[ENBD] Re: NBD Observations
Peter T. Breuer
ptb@it.uc3m.es
Sat, 9 Sep 2000 18:15:47 +0200 (MET DST)
"A month of sundays ago Paul Flinders wrote:"
> "Peter T. Breuer" wrote:
> > > command lines were
> > > server: nbd-server 4017 /dev/hda3 -b 2048 -i nbd
> > > client: nbd-client -i nbd rat-1 4017 rat-1 /dev/nda
> > And kernel state? Was the nbd.o module freshly inserted?
> Hmmm, no - I think that it probably wasn't
> > > I guess that the signature might be something to do with it - have I
> > > got the command lines correct?
> > I suspect that the kernel had a mosule in with a signature already on
> > it, possibly different. Sending the same signature should be OK.
> I suspect that you guess is correct. This does lead to another "it's all
> too easy to get it wrong" scenarion though.
In this case the result is intended. You should not be able to connect
up a different resource to the same client device without making a
considerable effort! It's the same as hotswapping one disk for another
(different geometry maybe, different contents) without telling anybody.
I'll have to do the same thing in reverse too, pretty soon.

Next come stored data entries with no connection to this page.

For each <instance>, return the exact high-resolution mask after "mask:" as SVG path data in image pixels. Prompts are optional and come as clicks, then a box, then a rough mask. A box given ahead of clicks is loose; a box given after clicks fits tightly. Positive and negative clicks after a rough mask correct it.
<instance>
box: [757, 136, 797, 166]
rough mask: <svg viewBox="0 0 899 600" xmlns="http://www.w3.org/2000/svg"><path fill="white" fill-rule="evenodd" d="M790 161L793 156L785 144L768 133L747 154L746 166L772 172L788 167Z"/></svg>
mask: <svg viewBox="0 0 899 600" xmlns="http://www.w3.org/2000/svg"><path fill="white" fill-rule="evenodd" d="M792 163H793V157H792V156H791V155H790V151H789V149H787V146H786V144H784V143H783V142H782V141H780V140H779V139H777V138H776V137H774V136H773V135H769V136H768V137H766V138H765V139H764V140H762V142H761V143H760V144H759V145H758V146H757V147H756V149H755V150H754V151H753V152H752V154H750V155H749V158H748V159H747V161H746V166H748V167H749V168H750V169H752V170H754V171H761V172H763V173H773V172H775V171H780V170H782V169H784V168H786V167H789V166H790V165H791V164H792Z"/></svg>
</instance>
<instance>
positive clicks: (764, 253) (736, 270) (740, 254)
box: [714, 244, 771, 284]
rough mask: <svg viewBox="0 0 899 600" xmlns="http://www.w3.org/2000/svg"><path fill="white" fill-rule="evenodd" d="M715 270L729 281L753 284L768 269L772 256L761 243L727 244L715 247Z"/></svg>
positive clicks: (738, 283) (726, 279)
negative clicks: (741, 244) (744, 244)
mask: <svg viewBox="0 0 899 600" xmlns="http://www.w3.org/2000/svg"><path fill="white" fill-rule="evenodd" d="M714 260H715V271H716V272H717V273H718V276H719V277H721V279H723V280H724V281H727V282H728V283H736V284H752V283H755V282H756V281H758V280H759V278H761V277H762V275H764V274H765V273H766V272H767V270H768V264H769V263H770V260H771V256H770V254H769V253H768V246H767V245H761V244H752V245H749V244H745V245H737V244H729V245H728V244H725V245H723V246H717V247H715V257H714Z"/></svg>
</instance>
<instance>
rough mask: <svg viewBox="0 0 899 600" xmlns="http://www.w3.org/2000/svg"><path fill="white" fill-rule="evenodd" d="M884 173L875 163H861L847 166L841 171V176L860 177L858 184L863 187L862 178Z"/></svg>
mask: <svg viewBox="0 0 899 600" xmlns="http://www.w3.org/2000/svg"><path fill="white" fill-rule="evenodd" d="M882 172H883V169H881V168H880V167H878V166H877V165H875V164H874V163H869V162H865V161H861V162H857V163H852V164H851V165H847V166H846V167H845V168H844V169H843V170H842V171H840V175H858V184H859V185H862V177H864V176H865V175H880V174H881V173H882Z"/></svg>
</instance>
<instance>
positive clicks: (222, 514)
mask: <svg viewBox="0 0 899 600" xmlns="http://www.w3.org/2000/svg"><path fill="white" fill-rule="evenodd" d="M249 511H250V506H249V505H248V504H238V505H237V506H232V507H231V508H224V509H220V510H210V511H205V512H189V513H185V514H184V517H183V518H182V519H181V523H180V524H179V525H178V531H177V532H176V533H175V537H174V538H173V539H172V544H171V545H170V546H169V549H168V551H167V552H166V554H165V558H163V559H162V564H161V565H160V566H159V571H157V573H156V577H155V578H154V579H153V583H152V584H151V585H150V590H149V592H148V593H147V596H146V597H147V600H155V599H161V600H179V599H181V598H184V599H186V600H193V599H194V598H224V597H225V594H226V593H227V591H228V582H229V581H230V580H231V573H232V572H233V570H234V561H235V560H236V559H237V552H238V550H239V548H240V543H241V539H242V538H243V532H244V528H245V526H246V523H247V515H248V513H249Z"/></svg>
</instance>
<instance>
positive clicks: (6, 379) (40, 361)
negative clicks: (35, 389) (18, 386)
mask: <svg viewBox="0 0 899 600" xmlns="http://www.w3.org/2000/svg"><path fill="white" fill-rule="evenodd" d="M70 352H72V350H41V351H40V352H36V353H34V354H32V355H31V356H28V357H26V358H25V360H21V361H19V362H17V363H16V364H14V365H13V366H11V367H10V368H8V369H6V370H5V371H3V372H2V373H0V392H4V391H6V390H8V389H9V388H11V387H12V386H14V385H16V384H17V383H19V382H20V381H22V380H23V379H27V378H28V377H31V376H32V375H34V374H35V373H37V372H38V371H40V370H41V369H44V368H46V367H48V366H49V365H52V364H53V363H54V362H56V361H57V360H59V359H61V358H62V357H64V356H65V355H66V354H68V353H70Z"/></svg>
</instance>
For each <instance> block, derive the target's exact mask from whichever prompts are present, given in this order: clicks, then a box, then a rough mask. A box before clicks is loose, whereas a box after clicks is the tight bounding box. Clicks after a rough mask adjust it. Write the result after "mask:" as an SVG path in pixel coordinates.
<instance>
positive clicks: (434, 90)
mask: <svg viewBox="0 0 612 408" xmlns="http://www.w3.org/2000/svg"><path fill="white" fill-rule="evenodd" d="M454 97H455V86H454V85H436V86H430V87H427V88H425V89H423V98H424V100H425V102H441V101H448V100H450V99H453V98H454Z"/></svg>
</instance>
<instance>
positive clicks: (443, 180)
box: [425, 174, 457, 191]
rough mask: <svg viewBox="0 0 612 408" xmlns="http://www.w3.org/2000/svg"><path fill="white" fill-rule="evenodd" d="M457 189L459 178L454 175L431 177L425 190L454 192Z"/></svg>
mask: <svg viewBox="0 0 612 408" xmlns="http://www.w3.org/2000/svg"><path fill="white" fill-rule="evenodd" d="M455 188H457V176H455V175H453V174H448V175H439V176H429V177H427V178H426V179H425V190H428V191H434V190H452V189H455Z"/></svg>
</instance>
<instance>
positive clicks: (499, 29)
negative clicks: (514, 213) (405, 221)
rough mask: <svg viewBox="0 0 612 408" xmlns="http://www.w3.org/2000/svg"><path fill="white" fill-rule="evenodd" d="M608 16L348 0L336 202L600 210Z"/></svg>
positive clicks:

The server
should not accept reconnects that don't give the device signature. It
probably accepts any client on the right port right now.
I've been following up looking at the client-first then server launch
ordering. Though my pair connected up fine, some funny business was
clearly going on. All requests errored out as overrange and the sizes
shown in the proc listing were the default maxposint stuff.
This is probably where your suspicion about the sig comes from: watching
the negotiation, it was clear that the client got a SIZE where it was
expecting a SIGN. For backwards compatibility it accepts data without a
preceding command when pushed, and it accepted it. Making the code
stricter simply errored out the introductory negotiation every time.
It wasn't the server getting it wrong. I'd forgotten to loop the
introduction stuff in the client when it failed. The introduction to
the server failed, and the client went on to launch slave clients as
though nothing had happened, because I'd also forgotton to watch the
error return.
So, in your 2.4.X nbd-client.c main() code, replace the plain call to
introduction(self), with
while (1) {
static int count;
err = introduction(self);
if (err >= 0)
break;
if (10 * count++ > 2 * negotiate_timeout) {
PERR("client (%d) manager gave up on intro after %d tries and %ds\n",
self->i, count, count*10);
exit(1);
}
microsleep(10000000);
}
and you will have a lot more success starting out of order.
Sorry, it was a bug, but it is the development code. I'd simply
forgotten to implement that functionality.
I've changed it in my 2.4.12 code. If I've not told you, you
can see the whole codebase at http://www.it.uc3m.es/~ptb/nbd/src/
without waiting for a tarfile of anything in particular.
Peter